Thanks for the thoughts, Chris. I've been thinking along some of
these same lines myself as to exactly how much more effective N-gram
phrases (with some arbitrarily N) would be vis a vis the Bayesian
classifier. I seem to remember some research along these lines
described at the 2005 MIT Spam Conference by Jonathan Zdziarski of
DSPAM where he talks about "Bayesian Noise Reduction" using N-gram
sized phrases as "meta-tokens" which can then be fed into some spam/ham
classifier.
Cheers,
--ted
Chris Santerre wrote:
Well....this kind of goes along the idea of "bayes
chains". You can look into which pairs/treos of bayes tokens hit the
most spam and least ham. Same goes for rules. There are some scripts
around the community to give top hitting rules, which might come in
very useful.
Once you find these magic pairs/treos, it should be
relativley easy to meta them together. Although I'm not sure how you
would do that on the bayes token side, as I think it kind of already is
handled. Its public knowledge that I dislike bayes and don't use it :)

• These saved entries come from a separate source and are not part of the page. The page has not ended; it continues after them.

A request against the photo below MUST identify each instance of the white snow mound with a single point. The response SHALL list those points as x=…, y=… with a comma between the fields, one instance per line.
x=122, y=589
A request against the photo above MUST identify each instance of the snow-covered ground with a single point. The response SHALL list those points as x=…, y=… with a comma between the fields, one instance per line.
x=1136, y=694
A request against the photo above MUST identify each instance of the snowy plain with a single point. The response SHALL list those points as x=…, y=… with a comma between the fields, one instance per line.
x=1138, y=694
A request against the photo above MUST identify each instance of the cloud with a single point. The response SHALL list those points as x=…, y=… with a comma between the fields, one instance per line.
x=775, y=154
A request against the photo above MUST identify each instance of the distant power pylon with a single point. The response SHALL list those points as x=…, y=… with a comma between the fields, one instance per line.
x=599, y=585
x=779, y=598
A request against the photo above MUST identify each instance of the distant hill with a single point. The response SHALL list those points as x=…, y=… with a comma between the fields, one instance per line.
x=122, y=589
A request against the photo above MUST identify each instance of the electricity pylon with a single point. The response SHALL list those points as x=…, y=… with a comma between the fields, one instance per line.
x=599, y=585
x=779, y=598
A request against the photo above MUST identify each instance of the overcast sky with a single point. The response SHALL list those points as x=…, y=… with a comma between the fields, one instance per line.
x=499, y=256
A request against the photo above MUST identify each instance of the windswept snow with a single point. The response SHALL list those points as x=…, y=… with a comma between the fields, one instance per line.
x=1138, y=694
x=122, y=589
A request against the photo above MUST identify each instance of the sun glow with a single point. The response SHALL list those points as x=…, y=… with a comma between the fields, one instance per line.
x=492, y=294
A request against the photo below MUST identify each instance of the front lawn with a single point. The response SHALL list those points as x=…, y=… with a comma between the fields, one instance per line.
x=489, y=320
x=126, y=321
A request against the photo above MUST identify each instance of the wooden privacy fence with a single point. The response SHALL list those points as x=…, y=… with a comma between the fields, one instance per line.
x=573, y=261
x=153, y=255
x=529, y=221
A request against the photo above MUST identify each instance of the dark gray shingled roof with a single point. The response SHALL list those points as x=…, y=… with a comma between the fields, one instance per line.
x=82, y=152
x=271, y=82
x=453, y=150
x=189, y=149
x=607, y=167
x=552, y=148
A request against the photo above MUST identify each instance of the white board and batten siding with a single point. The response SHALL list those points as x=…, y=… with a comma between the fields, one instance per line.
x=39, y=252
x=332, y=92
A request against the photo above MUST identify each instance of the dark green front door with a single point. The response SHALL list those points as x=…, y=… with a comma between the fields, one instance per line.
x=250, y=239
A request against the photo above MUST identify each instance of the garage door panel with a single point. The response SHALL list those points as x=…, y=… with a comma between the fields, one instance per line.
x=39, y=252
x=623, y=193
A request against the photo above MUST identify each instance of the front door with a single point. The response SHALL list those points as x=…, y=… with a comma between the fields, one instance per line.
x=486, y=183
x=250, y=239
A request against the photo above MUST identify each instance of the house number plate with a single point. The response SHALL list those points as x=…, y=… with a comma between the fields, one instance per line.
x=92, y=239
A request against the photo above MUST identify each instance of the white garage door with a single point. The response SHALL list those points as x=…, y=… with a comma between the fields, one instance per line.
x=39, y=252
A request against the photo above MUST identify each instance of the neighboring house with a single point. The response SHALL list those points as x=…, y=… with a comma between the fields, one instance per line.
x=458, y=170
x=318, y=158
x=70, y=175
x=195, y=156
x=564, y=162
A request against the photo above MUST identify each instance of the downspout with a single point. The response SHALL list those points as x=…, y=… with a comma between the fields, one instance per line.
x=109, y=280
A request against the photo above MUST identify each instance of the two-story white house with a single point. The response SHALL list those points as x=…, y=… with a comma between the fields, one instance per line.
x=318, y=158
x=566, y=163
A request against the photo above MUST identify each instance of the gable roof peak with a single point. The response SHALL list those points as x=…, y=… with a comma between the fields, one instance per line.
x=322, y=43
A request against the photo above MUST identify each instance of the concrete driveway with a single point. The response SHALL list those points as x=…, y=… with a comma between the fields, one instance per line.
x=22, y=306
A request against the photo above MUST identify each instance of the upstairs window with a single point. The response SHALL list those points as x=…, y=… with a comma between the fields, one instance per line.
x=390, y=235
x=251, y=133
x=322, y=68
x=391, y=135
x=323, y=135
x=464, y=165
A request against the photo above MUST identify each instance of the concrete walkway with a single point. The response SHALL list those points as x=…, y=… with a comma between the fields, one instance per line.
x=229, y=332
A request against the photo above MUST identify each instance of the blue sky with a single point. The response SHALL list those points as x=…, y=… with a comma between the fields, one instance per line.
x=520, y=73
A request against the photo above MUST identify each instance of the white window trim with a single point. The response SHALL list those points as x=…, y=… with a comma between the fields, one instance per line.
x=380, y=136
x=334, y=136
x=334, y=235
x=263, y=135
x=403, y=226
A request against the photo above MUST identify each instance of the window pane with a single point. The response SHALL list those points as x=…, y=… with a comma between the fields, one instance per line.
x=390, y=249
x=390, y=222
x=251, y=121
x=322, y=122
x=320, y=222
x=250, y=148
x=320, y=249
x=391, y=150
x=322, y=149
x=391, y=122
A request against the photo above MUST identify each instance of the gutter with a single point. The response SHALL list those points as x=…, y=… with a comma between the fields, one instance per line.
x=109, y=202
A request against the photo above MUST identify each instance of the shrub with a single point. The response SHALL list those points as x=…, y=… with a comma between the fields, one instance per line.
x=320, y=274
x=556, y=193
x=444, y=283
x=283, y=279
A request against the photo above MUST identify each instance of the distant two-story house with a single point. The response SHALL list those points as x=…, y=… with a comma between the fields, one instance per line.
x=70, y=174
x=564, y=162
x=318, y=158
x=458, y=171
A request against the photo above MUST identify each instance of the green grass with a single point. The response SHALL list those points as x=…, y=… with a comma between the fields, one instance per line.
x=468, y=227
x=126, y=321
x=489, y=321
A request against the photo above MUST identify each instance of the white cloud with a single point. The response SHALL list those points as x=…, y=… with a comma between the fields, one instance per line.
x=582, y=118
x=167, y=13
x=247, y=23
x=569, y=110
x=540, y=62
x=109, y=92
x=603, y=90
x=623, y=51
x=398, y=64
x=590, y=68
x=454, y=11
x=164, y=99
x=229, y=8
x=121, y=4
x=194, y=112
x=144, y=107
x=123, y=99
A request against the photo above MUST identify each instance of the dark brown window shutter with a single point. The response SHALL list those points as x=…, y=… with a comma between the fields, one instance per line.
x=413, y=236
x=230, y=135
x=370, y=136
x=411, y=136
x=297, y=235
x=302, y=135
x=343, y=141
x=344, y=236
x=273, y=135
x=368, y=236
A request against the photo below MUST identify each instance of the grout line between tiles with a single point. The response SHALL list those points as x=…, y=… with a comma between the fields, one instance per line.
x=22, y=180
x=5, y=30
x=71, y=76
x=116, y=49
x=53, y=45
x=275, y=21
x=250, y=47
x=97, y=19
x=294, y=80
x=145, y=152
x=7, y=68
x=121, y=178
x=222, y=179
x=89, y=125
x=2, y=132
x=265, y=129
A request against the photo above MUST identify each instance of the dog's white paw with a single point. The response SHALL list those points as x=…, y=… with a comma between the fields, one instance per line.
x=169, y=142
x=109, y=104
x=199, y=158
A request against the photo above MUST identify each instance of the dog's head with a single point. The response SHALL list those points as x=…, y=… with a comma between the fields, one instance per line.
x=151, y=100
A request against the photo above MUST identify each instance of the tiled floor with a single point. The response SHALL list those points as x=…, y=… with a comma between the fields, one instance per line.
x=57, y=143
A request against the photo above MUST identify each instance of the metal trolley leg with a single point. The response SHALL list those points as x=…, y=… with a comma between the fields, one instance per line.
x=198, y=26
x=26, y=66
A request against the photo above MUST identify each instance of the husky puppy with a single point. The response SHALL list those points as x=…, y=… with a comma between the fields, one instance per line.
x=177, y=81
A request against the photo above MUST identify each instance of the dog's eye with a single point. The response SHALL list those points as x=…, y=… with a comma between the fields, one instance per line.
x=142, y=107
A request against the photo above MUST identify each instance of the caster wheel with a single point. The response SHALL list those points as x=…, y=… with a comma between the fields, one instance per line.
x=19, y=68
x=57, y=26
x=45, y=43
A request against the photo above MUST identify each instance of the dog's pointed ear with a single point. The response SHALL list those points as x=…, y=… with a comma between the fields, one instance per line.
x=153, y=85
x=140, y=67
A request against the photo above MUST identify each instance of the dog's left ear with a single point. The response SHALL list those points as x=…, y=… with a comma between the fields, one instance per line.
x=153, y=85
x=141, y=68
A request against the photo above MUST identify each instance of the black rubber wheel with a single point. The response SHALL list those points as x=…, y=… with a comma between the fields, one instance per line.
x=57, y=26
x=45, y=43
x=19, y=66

Its a good idea, and prbly the next best step to look at.
HTH,
In this same vein of exploring concepts like
the application of boosting algorithms or using meta rulesets to
enhance the SA classification process, I've been looking for an
interesting doctoral dissertation topic in the spam domain for a some
time now and was wondering if folks in the SA community had some ideas
rolling around in the back of their minds that would lend themselves to
doctoral-level research? Perhaps some area you'd really like to explore
yourself, "if only you had the time.":-)
My program in CS is especially geared towards folks with a lot of
hands-on, real world IT experience, and so topics with an applied
research & development bent and a serious coding component are
quite OK. Any ideas, interesting leads, or useful pointers would be
much appreciated.
Thanks muchly for your thoughts.
--ted
Sidney Markowitz wrote:
Fred wrote:
There was similar work being done in the past to identify rules to be
grouped into new meta rules, this (w|c)ould achieve similar results.
http://bugzilla.spamassassin.org/show_bug.cgi?id=1363
I think I'm missing something here. Are you saying that automatically
grouping rules into meta rules that have similar classification properties
is equivalent to boosting? Or do you mean that it is another approach that
also can improve performance of weak learners?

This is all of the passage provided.